Tren ini membalikkan pola musiman (seasonality) yang selama ini cenderung positif. Dalam satu dekade terakhir, IHSG memiliki probabilitas sekitar 80 persen untuk ditutup menguat di Desember, dengan rata-rata kenaikan lebih dari 2 persen.
Kinerja IHSG yang melemah mencerminkan tantangan besar yang dihadapi pasar sepanjang tahun, baik dari tekanan global maupun dinamika domestik.

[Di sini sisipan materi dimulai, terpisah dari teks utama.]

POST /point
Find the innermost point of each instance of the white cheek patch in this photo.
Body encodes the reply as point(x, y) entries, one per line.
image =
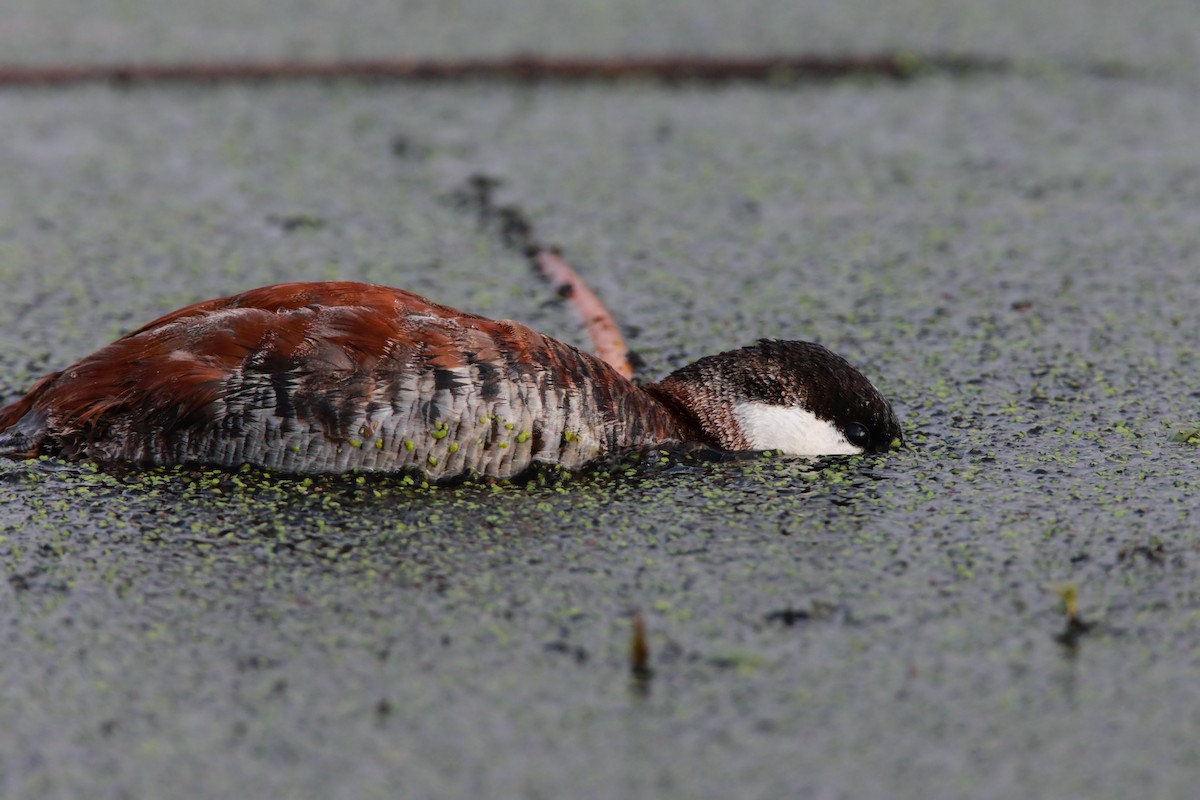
point(791, 429)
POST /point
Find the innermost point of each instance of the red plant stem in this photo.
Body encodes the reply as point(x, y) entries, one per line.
point(601, 328)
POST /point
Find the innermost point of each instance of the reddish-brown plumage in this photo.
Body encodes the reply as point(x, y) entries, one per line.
point(299, 376)
point(333, 377)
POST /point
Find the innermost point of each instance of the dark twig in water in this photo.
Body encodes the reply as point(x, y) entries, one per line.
point(516, 232)
point(639, 653)
point(671, 68)
point(1077, 626)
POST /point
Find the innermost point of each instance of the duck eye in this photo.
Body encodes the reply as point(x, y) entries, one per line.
point(857, 434)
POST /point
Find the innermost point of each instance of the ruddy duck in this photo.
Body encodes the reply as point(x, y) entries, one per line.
point(340, 376)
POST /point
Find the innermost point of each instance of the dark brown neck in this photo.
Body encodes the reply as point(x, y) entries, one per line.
point(696, 416)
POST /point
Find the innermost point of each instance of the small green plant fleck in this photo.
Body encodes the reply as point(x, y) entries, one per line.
point(1189, 437)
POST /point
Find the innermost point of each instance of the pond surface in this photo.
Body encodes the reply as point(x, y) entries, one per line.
point(1011, 259)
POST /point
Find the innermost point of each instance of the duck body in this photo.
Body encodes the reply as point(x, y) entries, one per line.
point(336, 377)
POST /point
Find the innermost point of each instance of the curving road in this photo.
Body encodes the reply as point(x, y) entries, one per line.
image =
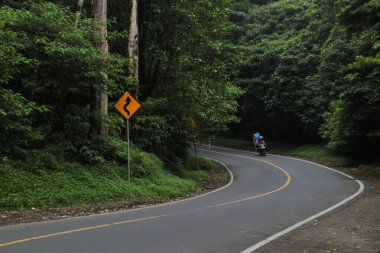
point(269, 196)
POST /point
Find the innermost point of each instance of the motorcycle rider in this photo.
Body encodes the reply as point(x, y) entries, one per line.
point(260, 141)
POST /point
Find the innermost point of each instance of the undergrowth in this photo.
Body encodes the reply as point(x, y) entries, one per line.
point(52, 178)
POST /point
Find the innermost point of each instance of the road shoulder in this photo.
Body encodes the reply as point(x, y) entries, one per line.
point(217, 178)
point(353, 228)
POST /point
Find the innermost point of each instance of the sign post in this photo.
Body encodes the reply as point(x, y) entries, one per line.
point(127, 106)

Sebut saja, penurunan suku bunga bank sentral negara utama, terutama Federal Reserve (The Fed) Amerika Serikat (AS) yang tidak sesuai ekspektasi pasar menyebabkan aliran modal asing keluar dari pasar negara berkembang, termasuk Indonesia.
Kemudian, Indeks dolar AS yang menguat signifikan meningkatkan tekanan pada mata uang negara berkembang, termasuk rupiah, sehingga mempengaruhi stabilitas pasar saham domestik.
Selanjutnya, soal melambatnya ekonomi China. Sebagai mitra dagang utama Indonesia, perlambatan pertumbuhan ekonomi China melemahkan permintaan terhadap komoditas ekspor andalan RI, seperti batu bara dan minyak kelapa sawit.